Por Daniel Sánchez
Cuando llega un cachorro a casa, el entusiasmo es inmediato: los juegos constantes, las caricias, la atención dedicada a cada gesto y cada necesidad. La relación con el cachorro está llena de amor y paciencia, con promesas de cuidado y compañía para toda la vida. Algo similar ocurre con los hijos en la infancia: los padres están atentos, brindando tiempo y energía a cada palabra, a cada paso. Pero en muchos casos, al igual que aquellos perros que, con el tiempo, terminan relegados en la azotea, muchos adolescentes son emocionalmente confinados al aislamiento cuando más necesitan cercanía y comprensión.
Es fácil querer al niño que corre hacia uno en busca de cariño, que pide ayuda y se aferra. Sin embargo, cuando ese niño crece y se convierte en un adolescente con una identidad en formación, con preguntas complejas y un mundo emocional propio, muchos padres retroceden. La convivencia se vuelve esporádica; los encuentros, breves y casi administrativos: “¿cómo te fue?”; “¿ya comiste?”; “¿Cómo van tus tareas?”. Así, sin advertirlo, se va estableciendo una distancia que transforma a los hijos en “perros de azotea”, emocionalmente relegados, a quienes se les deja apenas algo de atención, a modo de “agua” que se proporciona por obligación, sin la conexión. y el cuidado profundo que aún necesitan.
La adolescencia es una etapa de cuestionamientos, cambios y desafíos internos, un terreno inexplorado donde los jóvenes requieren una guía más firme y compasiva. Es un momento de reestructurar la relación: de transitar de una autoridad basada en el control a una influencia basada en el acompañamiento. De lo contrario, los adolescentes, al igual que esos perros que languidecen en el olvido, se vuelven habitantes de una “azotea emocional” donde la soledad y la incomprensión crecen día a día.
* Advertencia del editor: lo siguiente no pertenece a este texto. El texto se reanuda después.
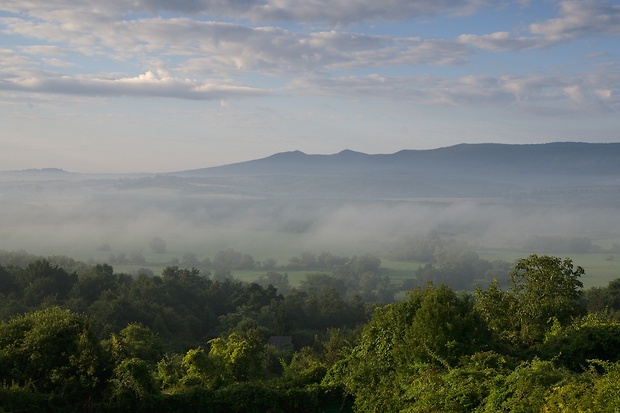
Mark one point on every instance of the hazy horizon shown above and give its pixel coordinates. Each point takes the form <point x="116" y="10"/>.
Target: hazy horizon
<point x="147" y="86"/>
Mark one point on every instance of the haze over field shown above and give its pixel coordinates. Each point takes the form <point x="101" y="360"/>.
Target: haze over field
<point x="492" y="196"/>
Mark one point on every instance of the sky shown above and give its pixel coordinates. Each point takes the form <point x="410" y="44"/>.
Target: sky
<point x="169" y="85"/>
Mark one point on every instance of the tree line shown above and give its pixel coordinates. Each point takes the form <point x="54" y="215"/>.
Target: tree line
<point x="85" y="338"/>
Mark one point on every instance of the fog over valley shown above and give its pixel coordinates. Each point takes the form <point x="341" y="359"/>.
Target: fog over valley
<point x="493" y="197"/>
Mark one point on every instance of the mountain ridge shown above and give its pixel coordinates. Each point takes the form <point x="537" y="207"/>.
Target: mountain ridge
<point x="558" y="157"/>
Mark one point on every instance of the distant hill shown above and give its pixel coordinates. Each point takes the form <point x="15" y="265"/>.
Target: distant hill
<point x="562" y="172"/>
<point x="465" y="170"/>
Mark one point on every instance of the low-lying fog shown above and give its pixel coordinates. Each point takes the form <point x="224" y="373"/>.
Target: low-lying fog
<point x="78" y="220"/>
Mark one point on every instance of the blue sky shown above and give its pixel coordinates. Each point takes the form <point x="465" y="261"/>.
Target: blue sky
<point x="166" y="85"/>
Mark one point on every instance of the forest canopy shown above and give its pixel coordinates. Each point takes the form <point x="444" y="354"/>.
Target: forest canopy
<point x="80" y="337"/>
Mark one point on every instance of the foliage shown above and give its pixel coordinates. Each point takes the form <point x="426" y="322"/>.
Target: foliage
<point x="94" y="340"/>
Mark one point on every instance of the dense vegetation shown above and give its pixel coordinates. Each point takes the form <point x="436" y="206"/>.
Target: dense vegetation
<point x="78" y="337"/>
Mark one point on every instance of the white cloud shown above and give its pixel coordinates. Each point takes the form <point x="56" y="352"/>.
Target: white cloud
<point x="533" y="94"/>
<point x="581" y="18"/>
<point x="145" y="85"/>
<point x="577" y="19"/>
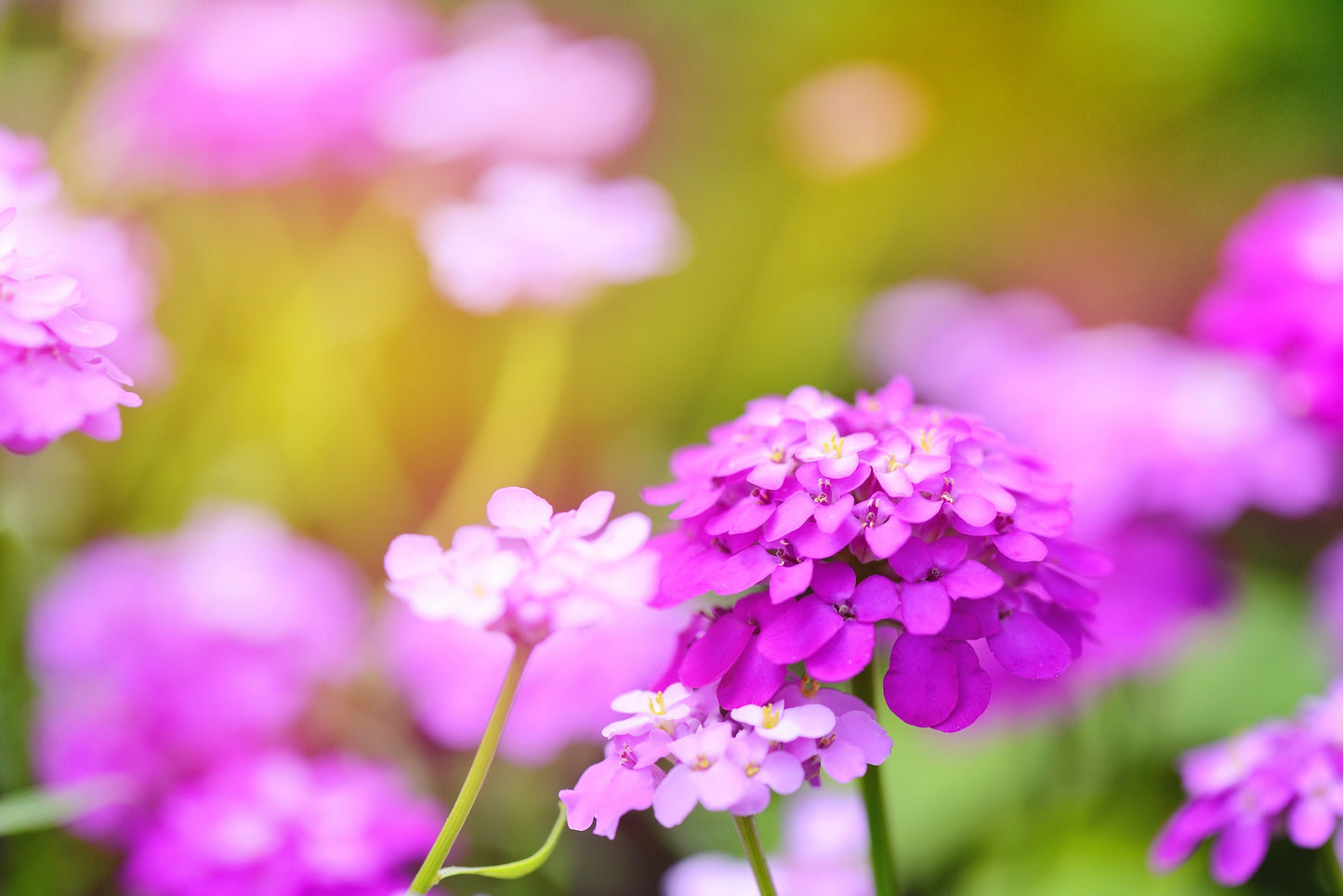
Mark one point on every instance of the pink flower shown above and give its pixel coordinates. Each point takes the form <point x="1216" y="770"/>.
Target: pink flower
<point x="533" y="573"/>
<point x="513" y="87"/>
<point x="154" y="657"/>
<point x="251" y="92"/>
<point x="548" y="237"/>
<point x="275" y="823"/>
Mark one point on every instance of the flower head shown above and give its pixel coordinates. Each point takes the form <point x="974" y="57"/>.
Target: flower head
<point x="532" y="571"/>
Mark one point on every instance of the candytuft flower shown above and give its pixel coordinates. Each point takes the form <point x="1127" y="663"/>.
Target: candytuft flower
<point x="532" y="571"/>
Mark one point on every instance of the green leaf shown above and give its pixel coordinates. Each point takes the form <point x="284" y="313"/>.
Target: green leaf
<point x="512" y="871"/>
<point x="38" y="809"/>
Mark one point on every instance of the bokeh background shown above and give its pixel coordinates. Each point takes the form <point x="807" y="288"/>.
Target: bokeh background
<point x="1098" y="151"/>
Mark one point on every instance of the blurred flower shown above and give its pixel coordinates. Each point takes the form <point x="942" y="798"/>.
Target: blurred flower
<point x="824" y="850"/>
<point x="532" y="571"/>
<point x="513" y="87"/>
<point x="958" y="536"/>
<point x="277" y="824"/>
<point x="564" y="696"/>
<point x="1141" y="422"/>
<point x="723" y="762"/>
<point x="851" y="118"/>
<point x="51" y="379"/>
<point x="1276" y="775"/>
<point x="1280" y="295"/>
<point x="251" y="92"/>
<point x="548" y="237"/>
<point x="154" y="657"/>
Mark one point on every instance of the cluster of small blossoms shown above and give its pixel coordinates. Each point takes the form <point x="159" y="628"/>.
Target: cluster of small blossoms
<point x="531" y="571"/>
<point x="53" y="379"/>
<point x="1273" y="777"/>
<point x="881" y="513"/>
<point x="679" y="747"/>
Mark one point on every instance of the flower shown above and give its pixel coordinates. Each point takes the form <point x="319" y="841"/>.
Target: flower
<point x="51" y="377"/>
<point x="533" y="573"/>
<point x="548" y="237"/>
<point x="564" y="696"/>
<point x="1277" y="295"/>
<point x="956" y="534"/>
<point x="156" y="657"/>
<point x="238" y="93"/>
<point x="1279" y="775"/>
<point x="277" y="823"/>
<point x="513" y="87"/>
<point x="824" y="850"/>
<point x="726" y="762"/>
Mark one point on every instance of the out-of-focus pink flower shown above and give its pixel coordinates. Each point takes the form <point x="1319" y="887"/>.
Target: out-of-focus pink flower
<point x="566" y="693"/>
<point x="251" y="92"/>
<point x="53" y="379"/>
<point x="154" y="657"/>
<point x="824" y="850"/>
<point x="532" y="571"/>
<point x="548" y="237"/>
<point x="851" y="118"/>
<point x="1140" y="422"/>
<point x="513" y="87"/>
<point x="1279" y="295"/>
<point x="283" y="825"/>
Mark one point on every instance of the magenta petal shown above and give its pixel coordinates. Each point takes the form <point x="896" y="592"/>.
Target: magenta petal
<point x="790" y="581"/>
<point x="1240" y="850"/>
<point x="974" y="687"/>
<point x="924" y="606"/>
<point x="799" y="632"/>
<point x="845" y="654"/>
<point x="751" y="681"/>
<point x="875" y="598"/>
<point x="715" y="653"/>
<point x="794" y="510"/>
<point x="743" y="570"/>
<point x="1029" y="649"/>
<point x="921" y="685"/>
<point x="1020" y="547"/>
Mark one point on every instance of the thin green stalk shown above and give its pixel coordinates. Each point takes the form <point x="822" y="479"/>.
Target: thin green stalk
<point x="873" y="797"/>
<point x="428" y="875"/>
<point x="755" y="853"/>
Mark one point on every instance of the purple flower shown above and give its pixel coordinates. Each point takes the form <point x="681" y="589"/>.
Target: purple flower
<point x="515" y="89"/>
<point x="157" y="657"/>
<point x="548" y="237"/>
<point x="239" y="93"/>
<point x="1277" y="293"/>
<point x="956" y="536"/>
<point x="1273" y="777"/>
<point x="726" y="762"/>
<point x="53" y="377"/>
<point x="283" y="825"/>
<point x="533" y="573"/>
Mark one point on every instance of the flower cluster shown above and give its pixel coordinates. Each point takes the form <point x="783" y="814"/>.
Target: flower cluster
<point x="53" y="379"/>
<point x="1277" y="295"/>
<point x="881" y="513"/>
<point x="159" y="657"/>
<point x="531" y="571"/>
<point x="679" y="747"/>
<point x="1276" y="775"/>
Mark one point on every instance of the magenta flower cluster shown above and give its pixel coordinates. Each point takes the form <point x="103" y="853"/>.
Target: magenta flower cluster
<point x="1279" y="775"/>
<point x="866" y="516"/>
<point x="531" y="571"/>
<point x="678" y="748"/>
<point x="1279" y="292"/>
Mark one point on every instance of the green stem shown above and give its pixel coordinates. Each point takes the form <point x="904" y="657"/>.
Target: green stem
<point x="755" y="853"/>
<point x="428" y="875"/>
<point x="518" y="421"/>
<point x="873" y="797"/>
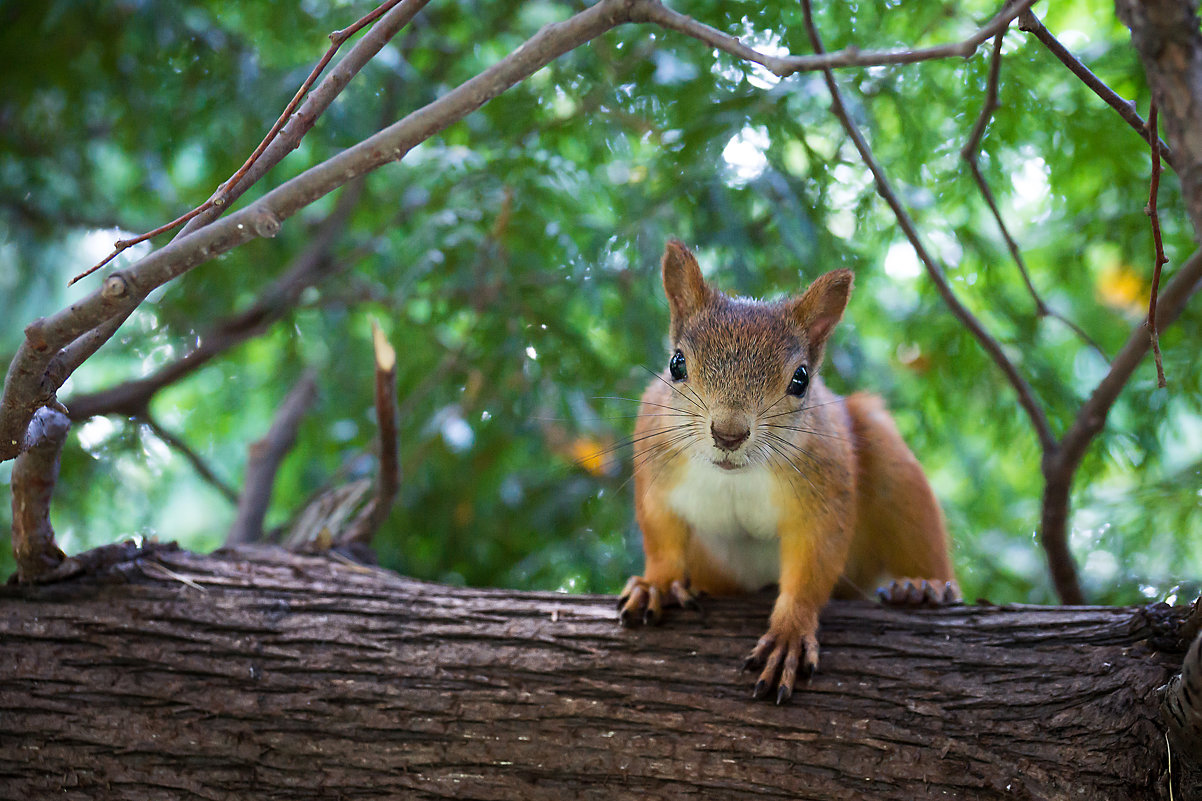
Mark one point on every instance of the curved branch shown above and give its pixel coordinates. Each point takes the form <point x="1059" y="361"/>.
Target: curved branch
<point x="970" y="153"/>
<point x="34" y="378"/>
<point x="34" y="476"/>
<point x="786" y="65"/>
<point x="311" y="266"/>
<point x="991" y="345"/>
<point x="192" y="458"/>
<point x="1030" y="23"/>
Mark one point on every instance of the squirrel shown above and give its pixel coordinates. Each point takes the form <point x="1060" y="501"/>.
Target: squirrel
<point x="750" y="472"/>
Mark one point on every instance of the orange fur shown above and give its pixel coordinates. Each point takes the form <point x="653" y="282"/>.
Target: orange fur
<point x="741" y="481"/>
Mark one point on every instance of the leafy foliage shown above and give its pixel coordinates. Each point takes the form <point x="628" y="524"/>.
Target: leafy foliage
<point x="513" y="261"/>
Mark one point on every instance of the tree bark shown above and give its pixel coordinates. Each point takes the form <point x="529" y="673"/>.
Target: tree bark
<point x="254" y="674"/>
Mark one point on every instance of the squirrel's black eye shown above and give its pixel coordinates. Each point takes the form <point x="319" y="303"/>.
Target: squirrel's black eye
<point x="801" y="381"/>
<point x="677" y="367"/>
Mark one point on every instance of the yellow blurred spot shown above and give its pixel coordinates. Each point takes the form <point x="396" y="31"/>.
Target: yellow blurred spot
<point x="590" y="455"/>
<point x="463" y="514"/>
<point x="1122" y="288"/>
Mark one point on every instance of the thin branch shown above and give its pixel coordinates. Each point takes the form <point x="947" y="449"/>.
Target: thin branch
<point x="266" y="456"/>
<point x="34" y="476"/>
<point x="1160" y="259"/>
<point x="311" y="266"/>
<point x="387" y="482"/>
<point x="970" y="153"/>
<point x="1092" y="416"/>
<point x="1030" y="23"/>
<point x="192" y="457"/>
<point x="222" y="197"/>
<point x="786" y="65"/>
<point x="1025" y="395"/>
<point x="28" y="383"/>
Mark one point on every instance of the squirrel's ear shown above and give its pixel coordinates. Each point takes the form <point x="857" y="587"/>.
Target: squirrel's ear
<point x="820" y="308"/>
<point x="683" y="284"/>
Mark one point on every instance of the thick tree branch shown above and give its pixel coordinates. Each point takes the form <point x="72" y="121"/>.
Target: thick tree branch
<point x="1165" y="33"/>
<point x="29" y="384"/>
<point x="37" y="369"/>
<point x="310" y="267"/>
<point x="388" y="470"/>
<point x="991" y="345"/>
<point x="34" y="476"/>
<point x="266" y="456"/>
<point x="222" y="197"/>
<point x="259" y="674"/>
<point x="787" y="65"/>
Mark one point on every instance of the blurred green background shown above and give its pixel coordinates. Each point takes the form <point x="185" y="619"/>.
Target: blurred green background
<point x="513" y="262"/>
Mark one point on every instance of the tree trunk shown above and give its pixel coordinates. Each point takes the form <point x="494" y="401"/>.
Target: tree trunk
<point x="255" y="674"/>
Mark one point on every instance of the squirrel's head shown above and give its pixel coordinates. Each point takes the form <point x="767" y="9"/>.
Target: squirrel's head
<point x="744" y="361"/>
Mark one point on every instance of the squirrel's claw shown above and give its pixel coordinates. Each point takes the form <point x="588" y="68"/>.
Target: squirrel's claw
<point x="920" y="592"/>
<point x="643" y="601"/>
<point x="783" y="658"/>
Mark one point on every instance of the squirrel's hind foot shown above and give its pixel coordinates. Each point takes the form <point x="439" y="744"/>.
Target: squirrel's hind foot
<point x="783" y="659"/>
<point x="643" y="601"/>
<point x="920" y="592"/>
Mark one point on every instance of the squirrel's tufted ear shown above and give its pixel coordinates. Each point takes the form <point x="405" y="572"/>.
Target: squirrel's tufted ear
<point x="683" y="284"/>
<point x="820" y="308"/>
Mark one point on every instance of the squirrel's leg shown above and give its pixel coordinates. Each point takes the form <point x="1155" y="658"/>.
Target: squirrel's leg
<point x="809" y="568"/>
<point x="900" y="532"/>
<point x="665" y="539"/>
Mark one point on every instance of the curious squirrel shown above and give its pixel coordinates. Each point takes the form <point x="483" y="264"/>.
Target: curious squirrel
<point x="750" y="472"/>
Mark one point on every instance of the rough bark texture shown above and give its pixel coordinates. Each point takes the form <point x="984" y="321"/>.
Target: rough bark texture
<point x="260" y="675"/>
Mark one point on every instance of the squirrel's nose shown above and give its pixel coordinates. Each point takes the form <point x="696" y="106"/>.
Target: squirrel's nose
<point x="729" y="439"/>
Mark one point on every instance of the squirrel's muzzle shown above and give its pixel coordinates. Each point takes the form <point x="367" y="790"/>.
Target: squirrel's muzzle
<point x="729" y="437"/>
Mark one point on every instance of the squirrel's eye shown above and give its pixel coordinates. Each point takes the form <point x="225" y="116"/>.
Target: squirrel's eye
<point x="801" y="381"/>
<point x="677" y="367"/>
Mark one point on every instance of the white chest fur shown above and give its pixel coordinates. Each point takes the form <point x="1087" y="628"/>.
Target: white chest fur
<point x="735" y="515"/>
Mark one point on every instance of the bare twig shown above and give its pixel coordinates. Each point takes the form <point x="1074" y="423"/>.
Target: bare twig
<point x="30" y="384"/>
<point x="1054" y="540"/>
<point x="970" y="153"/>
<point x="1030" y="23"/>
<point x="787" y="65"/>
<point x="1160" y="259"/>
<point x="388" y="475"/>
<point x="1025" y="395"/>
<point x="222" y="197"/>
<point x="311" y="266"/>
<point x="192" y="457"/>
<point x="34" y="475"/>
<point x="266" y="456"/>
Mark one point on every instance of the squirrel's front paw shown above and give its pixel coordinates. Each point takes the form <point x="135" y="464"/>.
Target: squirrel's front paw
<point x="783" y="654"/>
<point x="643" y="600"/>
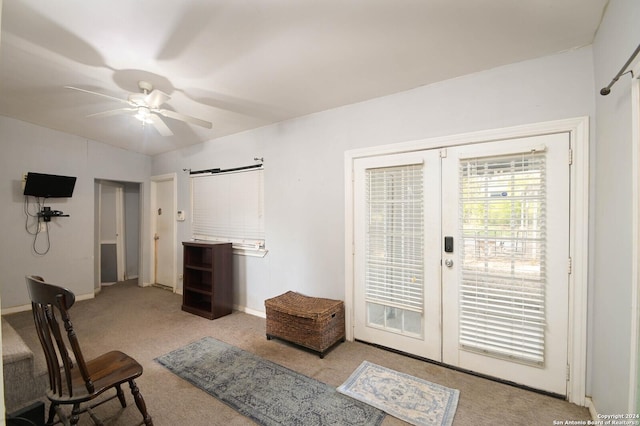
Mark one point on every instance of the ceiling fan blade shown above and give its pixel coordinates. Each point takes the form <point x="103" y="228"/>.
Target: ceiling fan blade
<point x="186" y="118"/>
<point x="156" y="98"/>
<point x="113" y="98"/>
<point x="160" y="125"/>
<point x="111" y="112"/>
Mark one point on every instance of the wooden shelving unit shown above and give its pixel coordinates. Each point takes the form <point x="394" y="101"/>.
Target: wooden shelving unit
<point x="207" y="279"/>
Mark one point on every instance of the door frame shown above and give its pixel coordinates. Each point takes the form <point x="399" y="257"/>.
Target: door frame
<point x="634" y="369"/>
<point x="578" y="129"/>
<point x="120" y="229"/>
<point x="154" y="226"/>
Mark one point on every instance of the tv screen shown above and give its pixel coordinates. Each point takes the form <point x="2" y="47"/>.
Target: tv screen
<point x="49" y="186"/>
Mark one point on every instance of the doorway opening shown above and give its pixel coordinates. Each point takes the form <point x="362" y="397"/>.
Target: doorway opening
<point x="118" y="231"/>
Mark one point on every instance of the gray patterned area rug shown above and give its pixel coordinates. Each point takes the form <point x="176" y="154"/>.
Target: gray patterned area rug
<point x="266" y="392"/>
<point x="406" y="397"/>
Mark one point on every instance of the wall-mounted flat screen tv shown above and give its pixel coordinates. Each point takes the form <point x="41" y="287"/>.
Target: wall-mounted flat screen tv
<point x="49" y="186"/>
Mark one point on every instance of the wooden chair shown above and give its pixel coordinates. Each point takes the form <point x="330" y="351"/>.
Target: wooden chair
<point x="75" y="383"/>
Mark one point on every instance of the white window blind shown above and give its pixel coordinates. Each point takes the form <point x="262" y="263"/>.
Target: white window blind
<point x="394" y="244"/>
<point x="502" y="209"/>
<point x="229" y="207"/>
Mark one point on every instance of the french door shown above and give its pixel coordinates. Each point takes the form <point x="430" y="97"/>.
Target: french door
<point x="461" y="256"/>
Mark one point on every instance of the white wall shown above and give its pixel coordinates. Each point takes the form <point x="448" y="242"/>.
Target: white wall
<point x="617" y="38"/>
<point x="70" y="261"/>
<point x="304" y="160"/>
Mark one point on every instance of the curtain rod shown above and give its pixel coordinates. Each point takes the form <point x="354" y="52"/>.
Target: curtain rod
<point x="606" y="90"/>
<point x="218" y="170"/>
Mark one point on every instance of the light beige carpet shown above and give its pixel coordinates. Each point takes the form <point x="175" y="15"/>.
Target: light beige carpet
<point x="147" y="323"/>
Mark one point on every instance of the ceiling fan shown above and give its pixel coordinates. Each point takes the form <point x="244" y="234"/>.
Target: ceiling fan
<point x="146" y="106"/>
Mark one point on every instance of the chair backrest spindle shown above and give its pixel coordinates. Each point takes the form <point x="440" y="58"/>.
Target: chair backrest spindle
<point x="46" y="300"/>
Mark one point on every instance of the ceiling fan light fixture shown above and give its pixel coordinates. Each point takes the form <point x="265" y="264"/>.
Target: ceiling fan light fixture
<point x="144" y="115"/>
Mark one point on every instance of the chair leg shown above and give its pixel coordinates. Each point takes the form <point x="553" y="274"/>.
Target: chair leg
<point x="137" y="397"/>
<point x="123" y="402"/>
<point x="52" y="413"/>
<point x="75" y="414"/>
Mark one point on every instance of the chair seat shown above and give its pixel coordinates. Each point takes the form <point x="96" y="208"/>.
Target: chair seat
<point x="106" y="371"/>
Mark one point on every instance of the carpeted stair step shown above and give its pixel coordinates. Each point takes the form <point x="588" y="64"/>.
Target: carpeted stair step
<point x="22" y="383"/>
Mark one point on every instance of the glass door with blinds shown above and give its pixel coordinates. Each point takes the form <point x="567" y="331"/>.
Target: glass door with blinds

Fomentar la cercanía en esta etapa es un acto de amor y valentía, porque exige que los padres enfrenten sus propias dudas y vulnerabilidades. Es una invitación a no abandonar, a no relegar. A estar ahí cuando el adolescente busca respuestas o incluso cuando no las pide, pero las necesita. Es una forma de mostrarles que el amor y el compromiso no desaparecen con la edad ni con los desafíos.
Acompañar a un adolescente significa abrir el espacio para la conversación genuina, escuchar sin juzgar, estar presente no solo para señalar sus errores, sino también para reconocer sus logros y motivar sus sueños. Es invitarles a explorar quiénes son y quiénes quieren ser, brindándoles seguridad y guía sin asfixiarlos con expectativas.
No permitamos que los hijos se conviertan en “perros de azotea”, confinados a un rincón de nuestras vidas. La adolescencia no es el final del amor que se construyó en la infancia, sino una oportunidad para transformarlo en una relación adulta, basada en el respeto, la comunicación y la empatía. Porque, a diferencia de esos perros que olvidamos en la azotea, los hijos nunca dejan de necesitarnos; solo cambia la forma en que requiere nuestro apoyo.
La verdadera crianza no termina cuando los hijos dejan de ser niños; es un compromiso que evoluciona, que sigue adelante y que crece, acompañándolos mientras descubren quiénes son.